Be Innocent

The Life Story of Abraham Zandman


3. After the War



H. Ruined Poland

After Poland was liberated by the Russians I came back there. I came to Lodz and I met my older sister Gutta, who was in the Lodz ghetto during the whole war. Her husband had a lumberyard and he continued to run it for the Judenrat.


Gutta had a young groom who worked cleaning trains cars returning from the death camps.

In these wagons some of the victims hid, before sent to their deaths, notes which told of what is going to happen to them.

The groom found these notes and told about them to the ghetto.

As a result he was in mortal danger from Bibov, the Nazi commander of the city.

He and his wife hid behind a false wall before the ghetto's elimination.

Every day Bibov took Guttta, her husband and their young son, and slap them for hours with a whip, in order to force them to reveal where the hiding place is.

They did not break up.


Bibov left alive seven hundreds Jews from the entire ghetto.

Gutta was among them.

This was in order that they will clean up his offices and destroy all evidence of his crimes.

Bibov planned to murder them after they'll finish cleaning.

They dug their own grave to make a burriel place for themselves.

Bibov fled before he could complete his scheme.


Gutta told me that she found out that my wife and sons were sent to Treblinka, along with everyone in the big house where we lived in Warsaw. A neighbor who survived the holocaust told her that she saw them standing in a group in front of the house and go up to the lorries.

The house was in Mila street, not far from the headquarters of the Warsaw rebellion.


I returned to Warsaw. From the house in the ghetto was left only a heap of stones.

One of the few remaining intact buildings was of my rich religous uncle Mendel Zandman.

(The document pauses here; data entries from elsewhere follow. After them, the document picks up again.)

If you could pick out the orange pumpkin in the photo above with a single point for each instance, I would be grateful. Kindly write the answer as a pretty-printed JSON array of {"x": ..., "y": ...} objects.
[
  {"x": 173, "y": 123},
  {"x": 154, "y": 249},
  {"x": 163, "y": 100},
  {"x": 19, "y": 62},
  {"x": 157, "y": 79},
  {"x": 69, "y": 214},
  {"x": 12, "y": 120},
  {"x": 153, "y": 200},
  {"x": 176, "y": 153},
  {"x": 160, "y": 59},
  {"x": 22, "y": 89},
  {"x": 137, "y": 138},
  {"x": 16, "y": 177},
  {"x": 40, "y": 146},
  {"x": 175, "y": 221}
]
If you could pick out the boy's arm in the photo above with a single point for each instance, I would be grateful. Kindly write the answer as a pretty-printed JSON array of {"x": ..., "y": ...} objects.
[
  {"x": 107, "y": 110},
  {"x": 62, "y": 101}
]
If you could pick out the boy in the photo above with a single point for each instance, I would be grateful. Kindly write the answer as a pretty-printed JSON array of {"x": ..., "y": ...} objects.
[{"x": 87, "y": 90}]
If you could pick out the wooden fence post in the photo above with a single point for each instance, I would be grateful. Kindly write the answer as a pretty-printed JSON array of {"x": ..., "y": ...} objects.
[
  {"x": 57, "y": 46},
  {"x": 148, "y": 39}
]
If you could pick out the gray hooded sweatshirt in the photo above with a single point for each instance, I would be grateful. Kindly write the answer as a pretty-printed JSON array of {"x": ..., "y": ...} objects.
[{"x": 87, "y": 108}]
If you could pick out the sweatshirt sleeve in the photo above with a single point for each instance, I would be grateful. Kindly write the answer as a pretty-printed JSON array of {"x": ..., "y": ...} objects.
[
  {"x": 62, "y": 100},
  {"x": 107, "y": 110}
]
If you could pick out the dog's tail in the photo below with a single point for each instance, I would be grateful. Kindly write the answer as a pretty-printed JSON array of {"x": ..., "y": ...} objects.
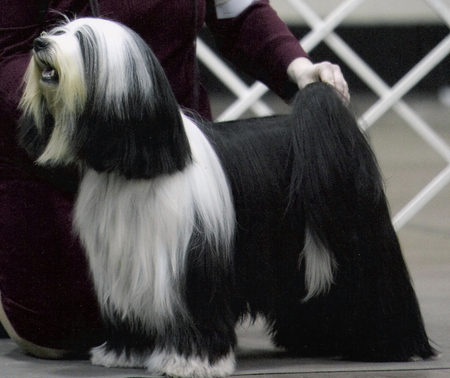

He had nine children. He killed himself together with his large family before they were sent to the death kamp.

The house was empty and many books were thrown on the floor.

Hundred and fifty members of the Zandman extensive family perished in the holocaust.


I organized a carpentry cooperative in Lodz with fifteen members.

We got from the party machinery and a place and started working.

But I wanted to immigrate to Israel.

After two years in Poland I traveled to Bergen - Belzen.



I. Theatre in Bergen Belsen

In Bergen-Belzen I founded with friends a Yiddish theatre. Its name was 'Theatre of the Jewish workers'.

We presented Yiddish plays to refugees all over Germany.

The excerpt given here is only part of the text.